The “salt wedge pump”: convection-driven pore-water exchange as a source of dissolved organic and inorganic carbon and nitrogen to an estuary
Santos, IR, Cook, PLM, Rogers, L, de Weys, J & Eyre, BD 2012, 'The “salt wedge pump”: convection-driven pore-water exchange as a source of dissolved organic and inorganic carbon and nitrogen to an estuary', Limnology and Oceanography, vol. 57, no. 5, pp. 1415-1426.
Hypoxia and anoxia in coastal waters have typically been explained by the respiration of sinking organic matter associated with nutrient over-enrichment and phytoplankton blooms. Here, we assess whether submarine groundwater discharge and seawater recirculation in sediments can explain widespread chemical anomalies, including low dissolved oxygen, in salt wedge estuaries. We rely on high-resolution radon (a natural groundwater and pore-water tracer), and dissolved carbon concentrations and stable isotope observations in the Yarra River estuary in Melbourne, Australia. Radon was highly enriched within the salt wedge, demonstrating enhanced pore-water exchange at this area.
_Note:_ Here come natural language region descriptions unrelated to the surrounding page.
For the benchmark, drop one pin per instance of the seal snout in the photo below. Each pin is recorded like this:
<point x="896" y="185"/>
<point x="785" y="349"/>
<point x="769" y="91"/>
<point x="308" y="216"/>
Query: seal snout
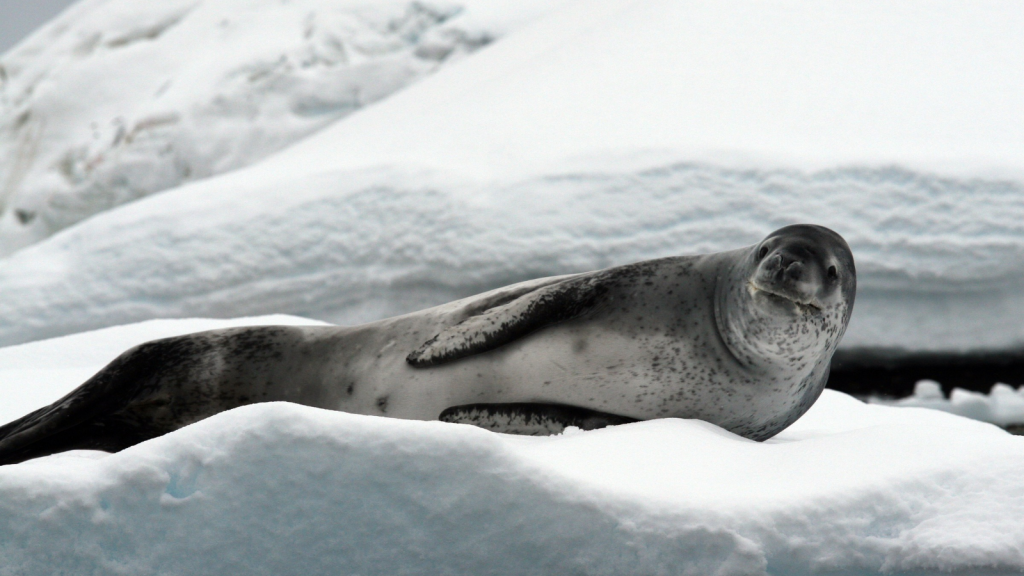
<point x="791" y="273"/>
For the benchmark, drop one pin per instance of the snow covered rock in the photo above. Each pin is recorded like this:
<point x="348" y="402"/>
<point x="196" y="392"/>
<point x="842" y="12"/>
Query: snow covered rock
<point x="284" y="489"/>
<point x="116" y="99"/>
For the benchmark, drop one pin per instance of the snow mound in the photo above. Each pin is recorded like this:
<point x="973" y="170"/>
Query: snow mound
<point x="116" y="99"/>
<point x="602" y="133"/>
<point x="283" y="489"/>
<point x="1004" y="405"/>
<point x="941" y="269"/>
<point x="36" y="374"/>
<point x="268" y="488"/>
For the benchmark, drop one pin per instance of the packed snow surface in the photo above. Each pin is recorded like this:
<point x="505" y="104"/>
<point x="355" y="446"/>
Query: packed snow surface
<point x="116" y="99"/>
<point x="1004" y="405"/>
<point x="283" y="489"/>
<point x="604" y="132"/>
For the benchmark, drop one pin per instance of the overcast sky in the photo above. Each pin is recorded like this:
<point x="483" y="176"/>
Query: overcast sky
<point x="18" y="17"/>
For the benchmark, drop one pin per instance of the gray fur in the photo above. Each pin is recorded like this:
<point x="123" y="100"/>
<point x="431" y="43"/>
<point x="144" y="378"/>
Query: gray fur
<point x="741" y="338"/>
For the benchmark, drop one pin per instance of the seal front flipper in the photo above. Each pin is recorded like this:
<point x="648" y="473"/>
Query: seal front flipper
<point x="508" y="322"/>
<point x="530" y="418"/>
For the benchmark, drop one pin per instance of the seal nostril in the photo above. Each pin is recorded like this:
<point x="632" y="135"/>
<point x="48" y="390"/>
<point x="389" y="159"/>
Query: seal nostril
<point x="795" y="271"/>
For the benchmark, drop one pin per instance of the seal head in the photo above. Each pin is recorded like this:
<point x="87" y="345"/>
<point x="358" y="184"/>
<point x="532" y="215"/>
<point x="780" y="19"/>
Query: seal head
<point x="783" y="306"/>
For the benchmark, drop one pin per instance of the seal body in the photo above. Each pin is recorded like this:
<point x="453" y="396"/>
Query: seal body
<point x="741" y="339"/>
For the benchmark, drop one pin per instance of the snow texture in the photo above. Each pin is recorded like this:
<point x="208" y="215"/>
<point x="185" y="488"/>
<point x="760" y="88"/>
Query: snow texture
<point x="117" y="99"/>
<point x="284" y="489"/>
<point x="601" y="133"/>
<point x="1004" y="405"/>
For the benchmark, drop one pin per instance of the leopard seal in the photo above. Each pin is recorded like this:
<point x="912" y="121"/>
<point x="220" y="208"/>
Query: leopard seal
<point x="741" y="339"/>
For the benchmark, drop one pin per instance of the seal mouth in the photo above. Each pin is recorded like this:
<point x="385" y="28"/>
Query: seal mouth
<point x="812" y="304"/>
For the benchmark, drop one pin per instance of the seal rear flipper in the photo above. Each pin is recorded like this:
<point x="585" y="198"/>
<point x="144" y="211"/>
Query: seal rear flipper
<point x="530" y="418"/>
<point x="508" y="322"/>
<point x="87" y="417"/>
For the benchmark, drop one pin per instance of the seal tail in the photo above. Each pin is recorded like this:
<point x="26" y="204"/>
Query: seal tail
<point x="86" y="418"/>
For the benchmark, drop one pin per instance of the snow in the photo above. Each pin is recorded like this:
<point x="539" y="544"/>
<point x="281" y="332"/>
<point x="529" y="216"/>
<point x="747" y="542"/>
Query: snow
<point x="276" y="488"/>
<point x="117" y="99"/>
<point x="600" y="133"/>
<point x="1004" y="405"/>
<point x="282" y="489"/>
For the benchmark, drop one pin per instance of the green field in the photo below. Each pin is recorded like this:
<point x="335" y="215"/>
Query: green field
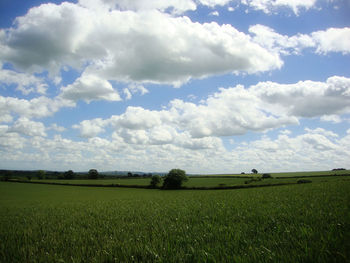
<point x="295" y="223"/>
<point x="192" y="182"/>
<point x="289" y="174"/>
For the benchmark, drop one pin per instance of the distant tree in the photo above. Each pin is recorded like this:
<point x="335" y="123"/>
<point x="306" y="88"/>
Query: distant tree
<point x="265" y="176"/>
<point x="6" y="175"/>
<point x="155" y="180"/>
<point x="41" y="174"/>
<point x="93" y="174"/>
<point x="69" y="174"/>
<point x="174" y="179"/>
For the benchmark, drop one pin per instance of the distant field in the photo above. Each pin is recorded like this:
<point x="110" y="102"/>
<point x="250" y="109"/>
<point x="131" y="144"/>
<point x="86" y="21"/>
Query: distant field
<point x="286" y="174"/>
<point x="296" y="223"/>
<point x="193" y="181"/>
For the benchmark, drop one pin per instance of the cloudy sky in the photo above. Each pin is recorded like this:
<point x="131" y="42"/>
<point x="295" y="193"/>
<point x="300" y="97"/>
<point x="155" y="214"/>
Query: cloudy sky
<point x="208" y="86"/>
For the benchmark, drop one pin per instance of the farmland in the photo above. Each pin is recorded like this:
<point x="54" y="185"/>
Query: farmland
<point x="293" y="223"/>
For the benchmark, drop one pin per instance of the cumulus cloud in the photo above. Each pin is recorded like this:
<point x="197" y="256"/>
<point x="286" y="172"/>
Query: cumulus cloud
<point x="35" y="108"/>
<point x="90" y="128"/>
<point x="28" y="127"/>
<point x="150" y="46"/>
<point x="270" y="6"/>
<point x="324" y="41"/>
<point x="174" y="6"/>
<point x="24" y="82"/>
<point x="134" y="89"/>
<point x="228" y="112"/>
<point x="88" y="88"/>
<point x="306" y="98"/>
<point x="314" y="149"/>
<point x="333" y="40"/>
<point x="56" y="127"/>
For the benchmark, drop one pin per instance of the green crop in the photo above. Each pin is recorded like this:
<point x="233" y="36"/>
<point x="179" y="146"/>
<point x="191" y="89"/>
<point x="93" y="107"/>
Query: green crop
<point x="295" y="223"/>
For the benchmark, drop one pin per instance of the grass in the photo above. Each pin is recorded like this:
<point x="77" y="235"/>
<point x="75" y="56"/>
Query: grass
<point x="194" y="181"/>
<point x="296" y="223"/>
<point x="287" y="174"/>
We use the term “salt wedge pump” to describe convection-driven advective pore-water exchange at the sediment–water interface during the upstream propagation of the salt wedge. Radon-derived convection-driven pore-water exchange rates within the salt wedge were estimated at 2.8 cm d−1, a value equivalent to 2.4% of the total river freshwater runoff to the estuary. Pore-water exchange led to pulsed dissolved inorganic carbon (DIC) and ammonium fluxes ∼ 10-fold higher than measured diffusive fluxes. In contrast, diffusive sediment oxygen uptake was 5-fold higher than oxygen uptake related to advective pore-water exchange. Estimated fluxes, associated with the nonconservative DIC, δ13C-DIC, and ammonium behavior within the estuary support convective pore-water exchange as a major source of DIC and ammonium to the estuary, but not of dissolved organic carbon, nitrate, dissolved organic nitrogen, and anoxia. Accounting for seawater recirculation in sediments may help reconcile unbalanced carbon and nitrogen budgets in several coastal systems.